Team Generates 3-D Epithelial Tumors In Vitro from Normal Human Primary Cells

Team Generates 3-D Epithelial Tumors In Vitro from Normal Human Primary Cells

Researchers hope technique will provide cost-effective new method for drug screening.[Sven Hoppe-Fotolia.com]

  • A research team at Stanford University School of Medicine reports on a new technique they claim allows scientists to rapidly generate three-dimensional cancers in culture using normal human epithelial cells from different tissues. The team claims their culturing method triggers a tumorigenic process that within just a few days mirrors the process of spontaneous human cancer formation that can take years in the body.

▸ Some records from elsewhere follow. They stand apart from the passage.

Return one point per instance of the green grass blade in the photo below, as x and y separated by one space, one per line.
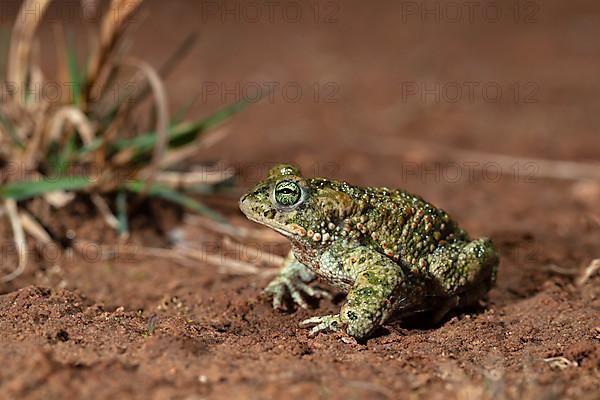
121 201
182 131
176 197
27 190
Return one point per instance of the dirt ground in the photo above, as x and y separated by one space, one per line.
138 325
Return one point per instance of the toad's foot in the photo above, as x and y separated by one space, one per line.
289 283
324 323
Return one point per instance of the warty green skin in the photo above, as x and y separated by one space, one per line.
392 252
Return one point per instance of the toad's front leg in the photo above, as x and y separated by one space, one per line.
379 289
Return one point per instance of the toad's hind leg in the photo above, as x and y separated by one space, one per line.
464 271
380 288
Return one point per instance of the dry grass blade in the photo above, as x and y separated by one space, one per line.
162 121
18 239
74 116
112 26
21 42
231 267
186 180
37 138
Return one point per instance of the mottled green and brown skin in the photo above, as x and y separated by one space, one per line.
392 252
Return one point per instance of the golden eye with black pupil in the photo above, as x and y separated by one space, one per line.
287 193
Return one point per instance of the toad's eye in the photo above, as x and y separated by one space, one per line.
287 193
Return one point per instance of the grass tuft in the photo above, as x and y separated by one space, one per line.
48 146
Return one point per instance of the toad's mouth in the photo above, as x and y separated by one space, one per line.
254 217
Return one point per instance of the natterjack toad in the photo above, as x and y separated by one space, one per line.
392 252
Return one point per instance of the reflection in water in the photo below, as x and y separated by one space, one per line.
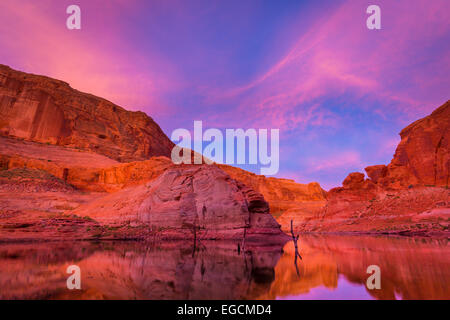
333 267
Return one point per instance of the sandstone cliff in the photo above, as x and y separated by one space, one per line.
42 109
282 194
410 195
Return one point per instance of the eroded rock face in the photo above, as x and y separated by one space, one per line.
410 195
423 154
46 110
190 201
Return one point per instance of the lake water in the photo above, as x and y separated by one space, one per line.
332 267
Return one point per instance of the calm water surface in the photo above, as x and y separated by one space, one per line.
333 267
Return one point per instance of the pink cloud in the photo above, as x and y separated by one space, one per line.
34 37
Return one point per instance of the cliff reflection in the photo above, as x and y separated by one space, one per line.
333 267
410 268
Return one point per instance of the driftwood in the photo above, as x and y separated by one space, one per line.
297 254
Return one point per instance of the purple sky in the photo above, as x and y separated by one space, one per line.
338 92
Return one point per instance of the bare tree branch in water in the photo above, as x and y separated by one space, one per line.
297 254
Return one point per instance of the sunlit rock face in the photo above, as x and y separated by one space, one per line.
282 194
46 110
190 201
423 154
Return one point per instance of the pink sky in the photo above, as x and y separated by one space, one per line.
338 92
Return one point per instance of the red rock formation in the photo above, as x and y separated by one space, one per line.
46 110
410 195
423 155
282 194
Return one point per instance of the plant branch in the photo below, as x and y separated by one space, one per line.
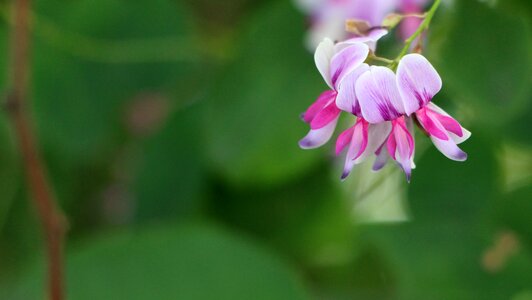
422 27
51 218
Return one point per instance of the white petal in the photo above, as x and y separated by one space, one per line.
417 81
322 58
378 96
346 99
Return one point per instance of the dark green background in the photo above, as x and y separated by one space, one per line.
170 131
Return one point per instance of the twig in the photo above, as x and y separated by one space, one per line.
52 219
422 27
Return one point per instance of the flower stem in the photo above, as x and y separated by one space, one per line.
422 27
52 219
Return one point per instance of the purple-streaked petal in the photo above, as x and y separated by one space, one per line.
318 105
344 139
346 61
457 139
325 116
377 93
418 82
346 99
317 137
322 58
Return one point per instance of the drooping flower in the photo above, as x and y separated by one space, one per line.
381 102
334 64
386 97
362 139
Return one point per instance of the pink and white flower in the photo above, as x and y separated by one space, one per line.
386 97
418 82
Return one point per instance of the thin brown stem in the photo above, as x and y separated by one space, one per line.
52 219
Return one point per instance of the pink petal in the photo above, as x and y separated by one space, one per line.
318 105
377 93
447 122
322 58
418 82
381 159
401 146
325 116
457 139
427 121
358 144
346 99
344 139
346 61
317 137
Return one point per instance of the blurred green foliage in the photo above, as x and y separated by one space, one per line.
170 130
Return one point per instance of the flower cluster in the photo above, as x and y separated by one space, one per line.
385 104
327 16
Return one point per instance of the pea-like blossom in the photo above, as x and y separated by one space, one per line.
334 63
327 17
385 97
418 82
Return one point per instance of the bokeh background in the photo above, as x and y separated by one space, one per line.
170 131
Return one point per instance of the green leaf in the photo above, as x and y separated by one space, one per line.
309 219
485 63
253 126
439 254
80 98
191 262
172 177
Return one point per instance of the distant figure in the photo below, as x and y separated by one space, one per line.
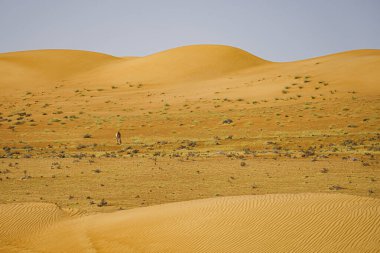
118 137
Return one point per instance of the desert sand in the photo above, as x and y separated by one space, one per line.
265 223
222 152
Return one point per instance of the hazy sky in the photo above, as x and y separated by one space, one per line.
277 30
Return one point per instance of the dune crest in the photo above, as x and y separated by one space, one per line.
275 223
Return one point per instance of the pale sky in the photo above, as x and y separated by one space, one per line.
277 30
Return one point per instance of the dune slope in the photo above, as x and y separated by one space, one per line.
266 223
37 67
188 63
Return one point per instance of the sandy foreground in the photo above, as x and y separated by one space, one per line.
222 152
268 223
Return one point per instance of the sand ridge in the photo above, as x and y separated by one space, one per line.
264 223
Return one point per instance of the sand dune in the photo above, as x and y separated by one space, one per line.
60 110
267 223
195 64
189 63
30 69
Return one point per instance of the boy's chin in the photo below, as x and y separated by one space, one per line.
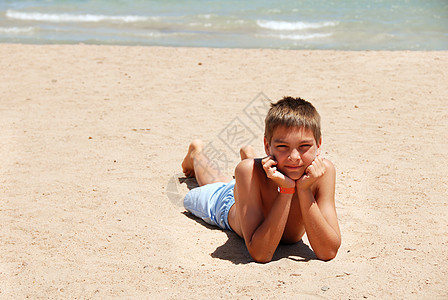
294 175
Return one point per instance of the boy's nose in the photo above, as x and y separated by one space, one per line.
294 155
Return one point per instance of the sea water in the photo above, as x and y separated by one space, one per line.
303 24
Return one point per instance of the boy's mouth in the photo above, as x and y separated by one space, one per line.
293 168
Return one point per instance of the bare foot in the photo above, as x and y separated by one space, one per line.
247 152
187 164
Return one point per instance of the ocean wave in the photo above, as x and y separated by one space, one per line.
282 25
16 30
297 36
36 16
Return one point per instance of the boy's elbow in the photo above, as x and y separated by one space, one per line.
261 257
329 255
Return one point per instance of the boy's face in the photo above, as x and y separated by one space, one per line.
293 148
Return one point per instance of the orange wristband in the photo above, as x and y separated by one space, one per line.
286 190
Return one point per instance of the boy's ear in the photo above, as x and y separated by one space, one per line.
266 147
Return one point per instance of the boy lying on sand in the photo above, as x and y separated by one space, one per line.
276 198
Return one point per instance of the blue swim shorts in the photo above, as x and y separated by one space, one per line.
212 203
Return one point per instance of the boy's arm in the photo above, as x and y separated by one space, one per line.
319 213
261 235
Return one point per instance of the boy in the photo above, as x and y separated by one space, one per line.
277 198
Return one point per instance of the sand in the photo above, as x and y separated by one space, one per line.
91 142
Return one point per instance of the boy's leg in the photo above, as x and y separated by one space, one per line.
198 165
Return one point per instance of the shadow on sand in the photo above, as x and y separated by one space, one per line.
234 249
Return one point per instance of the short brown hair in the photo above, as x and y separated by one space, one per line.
292 112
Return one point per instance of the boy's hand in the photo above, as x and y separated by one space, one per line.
271 171
313 172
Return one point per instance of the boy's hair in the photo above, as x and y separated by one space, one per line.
292 112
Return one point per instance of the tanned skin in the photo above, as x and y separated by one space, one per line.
261 215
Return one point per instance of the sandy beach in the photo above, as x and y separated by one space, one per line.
91 188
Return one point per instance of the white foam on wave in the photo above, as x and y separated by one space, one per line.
16 30
298 36
282 25
36 16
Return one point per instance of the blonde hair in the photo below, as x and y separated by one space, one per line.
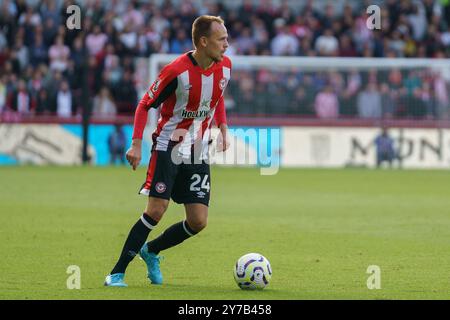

    Paul Khavari, M.D., and colleagues hope the technology will result in cost-effective new methods for testing cancer drug candidates in vitro, and provide new insights into how cancers develop. One of the observations they have already made is that the genetic changes occurring in the cancer-forming cultured cells were also the same as those occurring in spontaneous human cancers, but only if the transformed epithelial cells were cultured in a 3-D environment that included the basement membrane and stromal tissue underlying it.

    The Stanford research is published as an advanced online paper in Nature Medicine, titled, Invasive three-dimensional organotypic neoplasia from multiple normal human epithelia. Dr. Khavari is the School of Medicine’s Carl J. Herzog professor and chair of dermatology. The paper’s lead author is Todd Ridky, M.D., currently assistant professor at the University of Pennsylvania.

    The study of cancers in vitro is currently hindered because cancer models based on tumor cell lines often lack key malignancy features and suffer from accumulated mutations that no longer reflect the native tumor and might confound functional studies, the researchers report. However, previous attempts to convert normal primary human cells into cultured cancers have been hindered by the need to apply different combinations of human and viral oncogenes dependent on the cell type. As a result, no one has managed to identify a minimal set of oncogenic changes that can transform multiple human primary cell types in parallel.

    Using primary human epithelial cells from skin, cervix, esophagus, and throat, Khavari and Ridky’s team transformed these tissue types into invasive neoplasias by introducing a physiologically relevant pair of genetic elements that encoded active human Ras and cyclin-dependent kinase-4 (Cdk4).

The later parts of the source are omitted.